Prof. Sliwa has won Tufts Faculty Research Awards in 2012 and 2013, and Prof. Beauchemin in 2014. They also jointly won in 2014 the Tufts International Research Award, which allowed both faculty and four students to spend 6 weeks at CERN in the summer of 2014.

 

other activities

I have been also studying topology, differential geometry and other areas of modern mathematics to gain better insight into the meaning of quantum gauge theories, the origin of mass and the structure of space-time, matter and all interactions, including gravity.

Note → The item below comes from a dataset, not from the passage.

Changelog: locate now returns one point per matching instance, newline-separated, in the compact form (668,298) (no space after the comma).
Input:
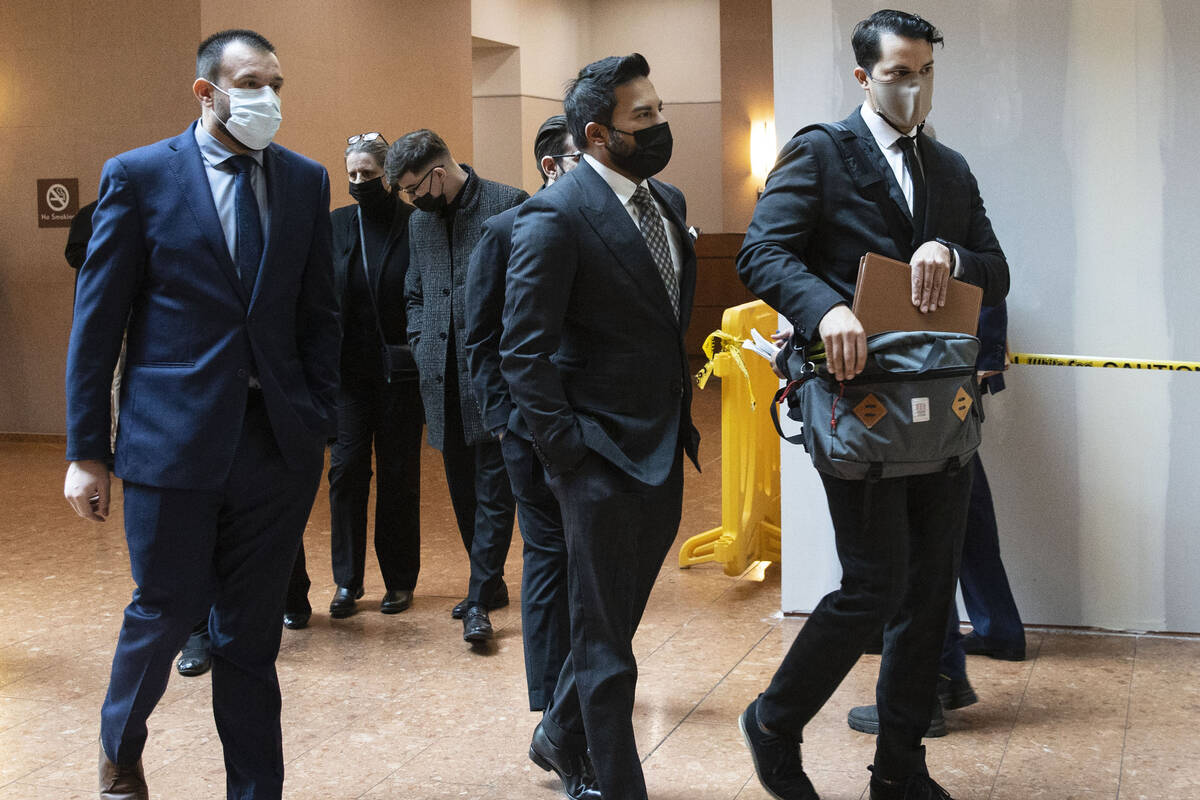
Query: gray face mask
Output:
(904,102)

Recently, I embarked on studies of geometry and topology of the Universe. In the Standard Cosmological Model (SCM), the crucial starting point is the interpretation of observed increase of redshifts with the distance to far-away objects as a "Doppler" effect. Acceptance of this hypothesis led to the ideas of Big Bang and the expansion of the Universe. Universe locally looks flat, M_o=R1 x R3 - the flat Minkowski "world". Interestingly, there is another possibility. The same axioms of natural physical symmetries - global isotropy and homogeneity of space and time - and causality properties, which are satisfied by Minkowski spacetime, are also satisfied by another model, developed by a mathematician and a mathematical physicist Irwing Ezra Segal. In Segal's model, the geometry of Universe is M=R1 x S3, but locally it looks like flat Minkowski spacetime M_o. The redshift appears just a consequence of a distortion analogous to a known distortion when a stereographic projection is made from S2 onto R2, when making maps. Segal's model provides a verifiable prediction about how this geometric redshift depends on the propagation time (or geodesic distance on S3), if the Universe is M rather than M_o. I've decided in 2017 to take a look at the newest data from redshift catalogues available online and compare it with the predictions of Segal's cosmology and SCM. Surprisingly, although the data on supernovae prefer SCM, quasars agree better with Segal's model. This puzzling result is, of course, preliminary. The comparison, although in principle very simple, is highly not trivial, as for far-away objects one can only use proxies for the distance, it cannot be measured directly. I am now carefully analyzing the updated redshift data again. I am working on this fascinating study of the shape of the Universe with Maxwell Kaye, an undergraduate student at Tufts, who is majoring in mathematics, computer science and physics.

I am also a member of the MoEDAL Collaboration at CERN, a small, dedicated, experiment looking for magnetic monopoles. All searches so far were negative.